Rocky Mountain (66th Annual) and Cordilleran (110th Annual) Joint Meeting (19–21 May 2014)

Paper No. 15
Presentation Time: 8:00 AM-5:00 PM

DEFORMATION AND INTRUSIVE PATTERNS DURING EOCENE TRANSTENSION: EASTERN PART OF THE SKAGIT GNEISS COMPLEX, NORTH CASCADES, WASHINGTON


FENNING, Neil F., Department of Geology, San Jose State University, One Washington square, San Jose, CA 95110 and MILLER, Robert B., Department of Geology, San José State University, One Washington Square, San Jose, CA 95192-0102, neil.fenning@sjsu.edu

The North Cascades crystalline core is inferred to record a shift from a dominantly transpressional to transtensional tectonic regime in the Eocene at ~ 55 Ma. The Late Cretaceous to Eocene Skagit Gneiss Complex (SGC), Eocene Ruby Creek heterogeneous plutonic belt (RCHP), and Paleogene dextral Ross Lake fault zone provide important insights into mid-crustal deformation and intrusion during the transtensional regime. The regional structure of the tonalitic to trondhjemitic SGC is dominantly antiformal with outcrop to km-scale, upright NW to more commonly SE-plunging folds. In the highway 20 corridor, the SGC maintains a gently to moderately S-SE-plunging lineation, including in the eastern part of the gneiss where foliation swings from NW-striking, to E-W-striking and dominantly S-dipping. This transition occurs in part near an extensional step-over in the Ross Lake fault zone.
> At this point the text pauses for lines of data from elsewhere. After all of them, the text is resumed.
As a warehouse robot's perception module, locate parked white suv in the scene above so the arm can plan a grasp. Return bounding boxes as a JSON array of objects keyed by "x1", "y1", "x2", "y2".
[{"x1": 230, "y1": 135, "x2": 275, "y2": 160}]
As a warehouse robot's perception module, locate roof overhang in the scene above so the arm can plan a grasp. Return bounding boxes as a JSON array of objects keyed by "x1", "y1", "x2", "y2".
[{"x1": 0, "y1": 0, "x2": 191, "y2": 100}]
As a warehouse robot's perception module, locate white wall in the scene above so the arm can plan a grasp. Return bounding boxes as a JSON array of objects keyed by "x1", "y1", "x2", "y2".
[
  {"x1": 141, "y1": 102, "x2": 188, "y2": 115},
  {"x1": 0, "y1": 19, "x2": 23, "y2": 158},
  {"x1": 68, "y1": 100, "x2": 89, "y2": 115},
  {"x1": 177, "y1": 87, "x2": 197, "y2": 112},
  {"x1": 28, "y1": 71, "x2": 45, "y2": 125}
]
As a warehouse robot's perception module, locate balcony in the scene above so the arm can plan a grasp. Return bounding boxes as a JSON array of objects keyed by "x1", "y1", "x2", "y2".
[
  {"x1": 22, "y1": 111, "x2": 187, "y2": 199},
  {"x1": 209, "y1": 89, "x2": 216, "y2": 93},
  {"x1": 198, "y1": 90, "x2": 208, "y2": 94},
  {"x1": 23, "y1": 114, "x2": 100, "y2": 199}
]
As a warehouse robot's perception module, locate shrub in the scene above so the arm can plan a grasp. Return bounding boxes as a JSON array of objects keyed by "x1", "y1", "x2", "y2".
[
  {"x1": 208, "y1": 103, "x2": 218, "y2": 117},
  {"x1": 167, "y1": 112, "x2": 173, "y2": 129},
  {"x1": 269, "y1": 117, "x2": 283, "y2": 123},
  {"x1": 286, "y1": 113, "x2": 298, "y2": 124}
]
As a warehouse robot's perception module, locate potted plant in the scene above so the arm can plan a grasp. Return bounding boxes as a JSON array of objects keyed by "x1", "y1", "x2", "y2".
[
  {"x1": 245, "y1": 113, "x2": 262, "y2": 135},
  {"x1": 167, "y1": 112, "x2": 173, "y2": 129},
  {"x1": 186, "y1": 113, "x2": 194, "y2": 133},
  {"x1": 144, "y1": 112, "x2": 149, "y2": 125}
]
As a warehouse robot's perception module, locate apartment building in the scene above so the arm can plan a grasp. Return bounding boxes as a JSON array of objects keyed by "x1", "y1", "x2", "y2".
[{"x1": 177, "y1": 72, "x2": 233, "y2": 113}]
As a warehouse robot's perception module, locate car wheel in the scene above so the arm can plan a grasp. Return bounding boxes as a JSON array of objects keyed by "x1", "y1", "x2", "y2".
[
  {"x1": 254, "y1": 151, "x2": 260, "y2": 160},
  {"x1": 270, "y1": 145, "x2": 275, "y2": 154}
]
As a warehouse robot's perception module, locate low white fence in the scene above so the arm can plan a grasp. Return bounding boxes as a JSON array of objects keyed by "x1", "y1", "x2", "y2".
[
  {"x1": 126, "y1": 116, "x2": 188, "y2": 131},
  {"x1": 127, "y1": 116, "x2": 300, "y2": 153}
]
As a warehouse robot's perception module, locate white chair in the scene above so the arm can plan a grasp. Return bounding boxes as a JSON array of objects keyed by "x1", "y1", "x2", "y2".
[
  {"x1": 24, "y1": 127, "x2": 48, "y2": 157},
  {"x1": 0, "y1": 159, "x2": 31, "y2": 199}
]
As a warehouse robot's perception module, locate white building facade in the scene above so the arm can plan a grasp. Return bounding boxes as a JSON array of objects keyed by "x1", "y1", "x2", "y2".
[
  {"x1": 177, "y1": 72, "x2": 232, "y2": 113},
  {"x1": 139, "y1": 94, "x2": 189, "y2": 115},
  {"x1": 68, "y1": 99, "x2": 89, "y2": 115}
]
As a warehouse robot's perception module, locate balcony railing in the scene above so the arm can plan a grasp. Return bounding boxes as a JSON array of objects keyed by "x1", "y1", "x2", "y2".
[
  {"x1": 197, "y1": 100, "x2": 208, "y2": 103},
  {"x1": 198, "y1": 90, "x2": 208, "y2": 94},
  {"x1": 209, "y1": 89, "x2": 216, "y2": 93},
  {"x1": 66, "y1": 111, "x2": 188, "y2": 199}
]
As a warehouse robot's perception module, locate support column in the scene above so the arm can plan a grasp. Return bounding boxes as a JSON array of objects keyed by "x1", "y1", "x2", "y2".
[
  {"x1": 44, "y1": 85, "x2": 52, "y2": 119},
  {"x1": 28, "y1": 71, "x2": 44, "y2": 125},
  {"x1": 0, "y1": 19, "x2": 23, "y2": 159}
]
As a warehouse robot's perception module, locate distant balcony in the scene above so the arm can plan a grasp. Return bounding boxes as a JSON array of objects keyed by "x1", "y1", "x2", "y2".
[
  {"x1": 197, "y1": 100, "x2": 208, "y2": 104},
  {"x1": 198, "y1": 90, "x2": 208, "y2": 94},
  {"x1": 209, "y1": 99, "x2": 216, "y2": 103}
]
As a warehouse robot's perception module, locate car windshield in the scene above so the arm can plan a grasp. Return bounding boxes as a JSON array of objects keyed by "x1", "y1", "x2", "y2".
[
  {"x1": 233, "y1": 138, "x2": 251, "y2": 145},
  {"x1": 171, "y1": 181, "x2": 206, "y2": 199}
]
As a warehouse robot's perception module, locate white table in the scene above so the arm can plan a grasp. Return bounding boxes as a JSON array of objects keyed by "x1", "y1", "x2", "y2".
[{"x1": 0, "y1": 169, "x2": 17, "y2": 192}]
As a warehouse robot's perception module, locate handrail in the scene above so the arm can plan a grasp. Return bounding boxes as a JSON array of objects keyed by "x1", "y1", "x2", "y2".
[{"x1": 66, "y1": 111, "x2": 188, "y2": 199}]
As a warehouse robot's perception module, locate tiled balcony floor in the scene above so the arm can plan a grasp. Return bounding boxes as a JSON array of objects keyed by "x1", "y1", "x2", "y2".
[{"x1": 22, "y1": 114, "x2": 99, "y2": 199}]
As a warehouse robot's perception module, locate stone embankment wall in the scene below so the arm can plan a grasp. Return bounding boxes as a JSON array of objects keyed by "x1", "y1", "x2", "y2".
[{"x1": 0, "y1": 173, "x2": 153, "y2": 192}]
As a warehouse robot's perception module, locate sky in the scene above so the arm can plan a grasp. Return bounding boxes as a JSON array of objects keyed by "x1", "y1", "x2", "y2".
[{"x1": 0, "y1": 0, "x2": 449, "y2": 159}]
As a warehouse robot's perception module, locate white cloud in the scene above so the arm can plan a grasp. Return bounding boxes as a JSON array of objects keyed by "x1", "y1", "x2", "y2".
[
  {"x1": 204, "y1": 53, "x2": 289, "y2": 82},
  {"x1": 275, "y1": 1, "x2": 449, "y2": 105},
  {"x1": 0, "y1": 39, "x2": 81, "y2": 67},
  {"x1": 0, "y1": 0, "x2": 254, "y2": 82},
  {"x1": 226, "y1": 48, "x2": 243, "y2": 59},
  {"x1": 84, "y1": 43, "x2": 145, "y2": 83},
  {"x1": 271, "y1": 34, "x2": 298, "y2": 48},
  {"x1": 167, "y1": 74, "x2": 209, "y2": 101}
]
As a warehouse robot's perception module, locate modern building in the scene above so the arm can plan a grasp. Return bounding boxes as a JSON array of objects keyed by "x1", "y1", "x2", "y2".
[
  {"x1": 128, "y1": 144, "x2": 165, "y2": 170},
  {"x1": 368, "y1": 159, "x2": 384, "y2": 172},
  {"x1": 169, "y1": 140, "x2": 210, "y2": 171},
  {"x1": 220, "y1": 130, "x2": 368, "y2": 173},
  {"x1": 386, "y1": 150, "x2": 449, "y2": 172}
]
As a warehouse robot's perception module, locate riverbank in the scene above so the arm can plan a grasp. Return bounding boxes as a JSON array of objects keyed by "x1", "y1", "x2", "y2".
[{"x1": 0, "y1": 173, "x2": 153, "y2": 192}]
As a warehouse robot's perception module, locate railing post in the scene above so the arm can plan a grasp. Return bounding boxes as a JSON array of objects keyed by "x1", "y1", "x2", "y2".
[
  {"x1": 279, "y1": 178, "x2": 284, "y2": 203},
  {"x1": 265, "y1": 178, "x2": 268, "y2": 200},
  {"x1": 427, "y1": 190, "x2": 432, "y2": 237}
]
Fabrics become increasingly constrictional to the south in the study area and aspect ratios of deformed markers fluctuate from 2:1 to locally >10:1 (Lillian Creek metavolcanic breccia). The NW-trending, dominantly tonalitic RCHP intrudes the Ross Lake fault zone in the extensional step-over and has a 500-m-wide, gradational sheeted contact with the eastern SGC. This sheeted contact zone is characterized by numerous RCHP bodies and a series of gently to moderately S-dipping metasedimentary rafts, which separate orthogneiss sheets of the SGC. The contact marks the transition from the E-W-striking foliation of the gneiss to the NE-striking, NW-dipping foliation in the RCHP, and from well-lineated gneiss to intrusive rocks lacking a preferred lineation orientation. The intrusive style of the Skagit orthogneisses and Ruby Creek intrusions (sheets separated by rafts), constrictional fabrics, and transition of foliation orientation in the extensional step-over are interpreted to reflect regional transtension.